Ей будет трудно отказаться от этого.

После того, как обвязываю веревку вокруг лодыжек Колби и закрепляю узел, я кладу чехол для лука рядом с планшетом у него на груди и тащу его туда, где перетаскивать отрубленные части тела будет менее утомительно.

Как только я перенесу его всего в подвал, то смогу начать процесс снятия кожи. Я признаю, что прошло слишком много времени, и моя кровь бурлит в жилах в предвкушении.

Сейчас я направляюсь туда, чтобы найти ножовку, и обязательно беру с собой планшет. Не то чтобы я не доверяю своей прекрасной маленькой жрице, но всегда нужно быть готовым к сюрпризу в подвале. Особенно учитывая, что моя лисица, как известно, оставляет мне на обед случайные части тел.

Когда я открываю дверь, мой взгляд падает на стеклянную перегородку, занимающую половину пространства.

Как, черт возьми, она притащила сюда стеклянную клетку?

Сама изобретательность этого сооружения поразительна, от его ужаса захватывает дух.

И я понимаю, что это комната убийств Кайри.

Морозильная камера в углу привлекает мое внимание, и я прохожу мимо многочисленных блестящих инструментов вдоль стены, направляясь к ней, а также к письму, написанному от руки, которое замечаю на крышке устройства. Я беру письмо в руки, узнавая свою почтовую марку.

Дорогой Джек,

Все, что здесь есть, — это благодаря тебе.

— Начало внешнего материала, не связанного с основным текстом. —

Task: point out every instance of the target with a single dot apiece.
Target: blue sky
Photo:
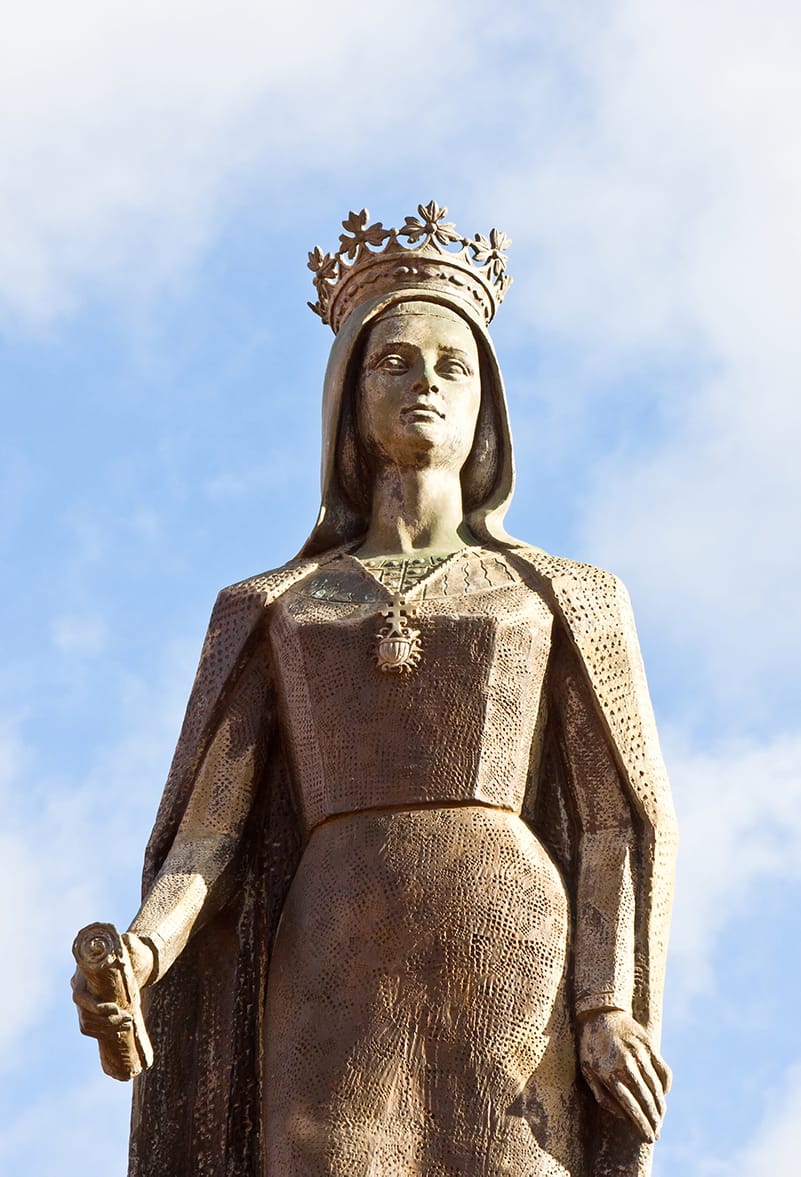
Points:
(164, 171)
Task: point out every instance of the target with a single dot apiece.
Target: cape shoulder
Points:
(235, 618)
(596, 611)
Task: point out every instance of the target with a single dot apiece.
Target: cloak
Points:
(198, 1110)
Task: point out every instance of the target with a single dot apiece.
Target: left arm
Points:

Я думала, что будет больно отдавать эти вещи. С того момента, как мы впервые встретились в моем доме, я цеплялась за каждую частичку тебя, которую могла найти. Я знаю, ты думаешь, что не спас меня в тот день. Может быть, ты и прав, но не в том смысле, в каком ты считаешь. Ты дал мне шанс спастись. Знал ты это или нет, Джек, но ты стал фундаментом, на котором я перестроила свою жизнь.

Может, именно поэтому мне не больно возвращать эти частички себя обратно. Потому что теперь я могу постоять за себя. Поднимаясь со дна, я наслаждалась, строя свою жизнь заново. Возможно, эта жизнь не для каждого, но она моя, и я такая, какой хочу быть. И я хочу разделить с тобой свою жизнь. С настоящим тобой, а не тем мужчиной, которого, как мне казалось, я знала по тем кусочкам, которые ты оставил позади, и моментам, которые я выслеживала.

Итак, я дарю тебе эти вещи с легкостью на сердце. Я не настолько наивна, чтобы думать, будто ты не возьмешь их и не исчезнешь. Я знаю, что ты намерен покинуть Уэст-Пейн, Джек. Обещаю, что на этот раз не последую за тобой. Я могу только надеяться, что произошедшее между нами было для тебя таким же реальным, как и для меня.

Я создала образ ангела мщения, который ворвался в мою жизнь вместе с холодным ветром в мой самый мрачный час. Я хотела уничтожить человека, которого встретила после долгих лет наблюдения из тени. И я люблю мужчину, которого узнала в процессе попыток сжечь его дотла.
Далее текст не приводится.